Why banking will disappear but banks will not … well, not all of them
Over the next decade, a radical shift will take place in the role and function of banking. It’s already started and it’s all about BIG DATA. But it’s more than that. It’s to do with the value shift in society from seeing money to seeing virtual money; from seeing technology to seeing social technology; and
from seeing government to seeing self-governance. These shifts have been seeded in smartphones, social networks and the global linkage of every person on the planet to wireless media, and this shift will accelerate over the next decade. What this means for banks is that they will become hybrid keepers of money and data, and anything else their customers believe to be of value. They might even be keepers of cloud secure Facebook photo albums… why not? Chris will explore:
The impact of the key political, economic, social and technological forces of the next decade
Bring together these themes and outline the vision for the bank of 2021.

Branchless Banking and a Cashless Society: fact or fiction?
For years, banks and industry pundits have bet that cash and bank branches will disappear, yet they are still as strong as ever. Sure, cash and branches are reducing in number, but cash in circulation is still increasing as are the number of bank branches in some countries. Chris will explore:
Is a branchless, cashless future a reality or a myth? What this means for banking


The Next Major Global Financial Crisis Will Be in 2045
Regulators have a problem. The problem is that they are always following, never leading. Right now, they are shaping a new financial market that should be robust for decades to come. Yet based upon historical extrapolation, the likelihood is that the next global financial crisis will occur around
2045, thirty-three years from now. Chris Skinner, a leading commentator on global financial markets, will explain:
What is going to happen? And How?
Why is this the likely outcome and where will the issues occur?
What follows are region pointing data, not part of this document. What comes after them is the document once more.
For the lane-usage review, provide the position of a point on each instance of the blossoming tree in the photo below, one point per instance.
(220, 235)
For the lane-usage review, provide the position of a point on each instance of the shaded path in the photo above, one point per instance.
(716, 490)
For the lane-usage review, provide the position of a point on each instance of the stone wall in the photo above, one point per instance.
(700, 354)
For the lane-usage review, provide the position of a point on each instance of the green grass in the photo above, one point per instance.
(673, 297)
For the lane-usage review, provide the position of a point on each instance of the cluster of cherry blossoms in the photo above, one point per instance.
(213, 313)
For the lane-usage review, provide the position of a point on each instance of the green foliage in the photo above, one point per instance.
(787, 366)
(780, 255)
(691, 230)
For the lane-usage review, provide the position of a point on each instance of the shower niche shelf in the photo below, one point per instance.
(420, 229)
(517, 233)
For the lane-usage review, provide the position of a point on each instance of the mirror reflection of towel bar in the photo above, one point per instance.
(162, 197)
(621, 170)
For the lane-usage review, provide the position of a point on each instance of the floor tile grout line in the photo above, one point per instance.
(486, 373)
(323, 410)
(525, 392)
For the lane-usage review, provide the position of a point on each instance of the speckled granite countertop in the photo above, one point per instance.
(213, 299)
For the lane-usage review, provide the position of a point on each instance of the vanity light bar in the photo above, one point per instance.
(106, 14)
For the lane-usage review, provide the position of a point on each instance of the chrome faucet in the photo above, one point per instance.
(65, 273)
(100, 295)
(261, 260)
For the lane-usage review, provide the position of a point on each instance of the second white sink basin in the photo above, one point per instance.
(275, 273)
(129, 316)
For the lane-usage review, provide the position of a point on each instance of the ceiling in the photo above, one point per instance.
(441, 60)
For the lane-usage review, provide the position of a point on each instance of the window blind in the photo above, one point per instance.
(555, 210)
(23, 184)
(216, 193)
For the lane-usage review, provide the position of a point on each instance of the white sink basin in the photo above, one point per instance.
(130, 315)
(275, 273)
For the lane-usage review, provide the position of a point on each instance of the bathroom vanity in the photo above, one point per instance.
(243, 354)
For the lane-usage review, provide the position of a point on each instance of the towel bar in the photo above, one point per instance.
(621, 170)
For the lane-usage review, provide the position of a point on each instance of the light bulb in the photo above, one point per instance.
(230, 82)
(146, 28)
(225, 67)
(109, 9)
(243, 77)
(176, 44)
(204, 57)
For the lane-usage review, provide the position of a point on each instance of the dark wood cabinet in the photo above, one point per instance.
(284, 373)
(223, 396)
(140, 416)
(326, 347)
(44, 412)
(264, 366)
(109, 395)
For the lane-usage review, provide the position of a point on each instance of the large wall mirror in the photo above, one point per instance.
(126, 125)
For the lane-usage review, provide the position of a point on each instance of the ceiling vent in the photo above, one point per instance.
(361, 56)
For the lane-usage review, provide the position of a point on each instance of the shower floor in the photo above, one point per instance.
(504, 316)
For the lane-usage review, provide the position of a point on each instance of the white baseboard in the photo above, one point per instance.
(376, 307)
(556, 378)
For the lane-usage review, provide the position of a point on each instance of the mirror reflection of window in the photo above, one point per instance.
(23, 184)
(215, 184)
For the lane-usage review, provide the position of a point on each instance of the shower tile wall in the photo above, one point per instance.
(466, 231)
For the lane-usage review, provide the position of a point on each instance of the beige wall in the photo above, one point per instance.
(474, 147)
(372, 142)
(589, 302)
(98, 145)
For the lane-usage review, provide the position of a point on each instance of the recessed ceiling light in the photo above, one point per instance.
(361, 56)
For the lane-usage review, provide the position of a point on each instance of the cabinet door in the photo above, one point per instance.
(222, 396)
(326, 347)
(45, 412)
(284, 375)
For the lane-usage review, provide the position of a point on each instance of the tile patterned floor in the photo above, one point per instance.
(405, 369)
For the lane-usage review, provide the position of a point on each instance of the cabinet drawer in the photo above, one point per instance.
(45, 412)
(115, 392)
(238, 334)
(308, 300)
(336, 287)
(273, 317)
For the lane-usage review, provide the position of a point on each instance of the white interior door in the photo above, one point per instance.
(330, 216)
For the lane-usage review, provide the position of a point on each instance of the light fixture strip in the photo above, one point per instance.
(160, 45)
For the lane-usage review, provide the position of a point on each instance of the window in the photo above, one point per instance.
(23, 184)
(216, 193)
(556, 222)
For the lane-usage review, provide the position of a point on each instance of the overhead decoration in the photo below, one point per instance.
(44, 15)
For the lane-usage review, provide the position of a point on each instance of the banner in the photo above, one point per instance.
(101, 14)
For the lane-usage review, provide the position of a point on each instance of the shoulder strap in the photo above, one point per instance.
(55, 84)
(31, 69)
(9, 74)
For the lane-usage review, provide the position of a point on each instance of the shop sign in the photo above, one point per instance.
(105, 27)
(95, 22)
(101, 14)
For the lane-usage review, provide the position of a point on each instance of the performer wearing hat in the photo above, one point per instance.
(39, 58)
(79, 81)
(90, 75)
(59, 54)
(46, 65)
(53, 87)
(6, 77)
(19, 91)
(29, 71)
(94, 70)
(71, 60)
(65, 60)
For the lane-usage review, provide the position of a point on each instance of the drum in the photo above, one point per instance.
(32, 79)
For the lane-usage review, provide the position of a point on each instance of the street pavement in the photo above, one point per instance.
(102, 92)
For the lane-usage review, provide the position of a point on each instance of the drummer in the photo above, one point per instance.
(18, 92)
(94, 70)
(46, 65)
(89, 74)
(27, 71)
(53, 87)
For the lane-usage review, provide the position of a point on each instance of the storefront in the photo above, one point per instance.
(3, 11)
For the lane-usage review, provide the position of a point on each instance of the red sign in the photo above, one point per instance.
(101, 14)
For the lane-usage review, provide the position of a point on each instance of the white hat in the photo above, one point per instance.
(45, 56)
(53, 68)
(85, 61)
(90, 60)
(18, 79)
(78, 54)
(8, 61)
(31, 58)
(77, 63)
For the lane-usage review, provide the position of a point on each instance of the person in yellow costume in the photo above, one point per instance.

The similarities between banks and landmines
Banks are like landmines that explode in economic terms, in a similar way in which landmines explode and blow away people in the real world. Just as landmines blow the legs away from humans, banks blow the legs off economies.
It’s obviously the case that this is true today, what with the Lehmans collapse with Credit Default Swaps creating the first financial crisis; and now sovereign debt in the Eurozone is developing the second. Chris will explore:
How can such economic landmines exist in a world where we should have cleared them by now
How can we avoid them in the future?
Money is meaningless
Since PayPal began, we have seen money being digitised. Now mobile is booming, the whole mechanism of money and customer interaction is being revolutionised. Add to
this Facebook credits and other virtual currencies, and you soon realise it’s not about money but it’s about value. Value management in all its forms – money, knowledge, ideas, time, goods, services, trade – is the critical focus for tomorrow’s institutions. Chris will explore:
As value becomes exchanged in all forms of virtual and physical form, how money becomes meaningless.
What does it mean for you?
Are Bankers Good or Bad for Society?
In previous ages bankers have sometimes pecked lower in the order of society than lepers. Jesus declared their usurous ways immoral. Amazingly, from this disadvantaged position in society, bankers flourished over the past two centuries before imploding spectacularly both financially and socially in 2008. Bankers now don’t even trust each other. This illuminating review of the history and future of banking and society explores:
Why these former outcasts from high society are natural problem children
Ponders whether they have a social future and, if so, what will it look like?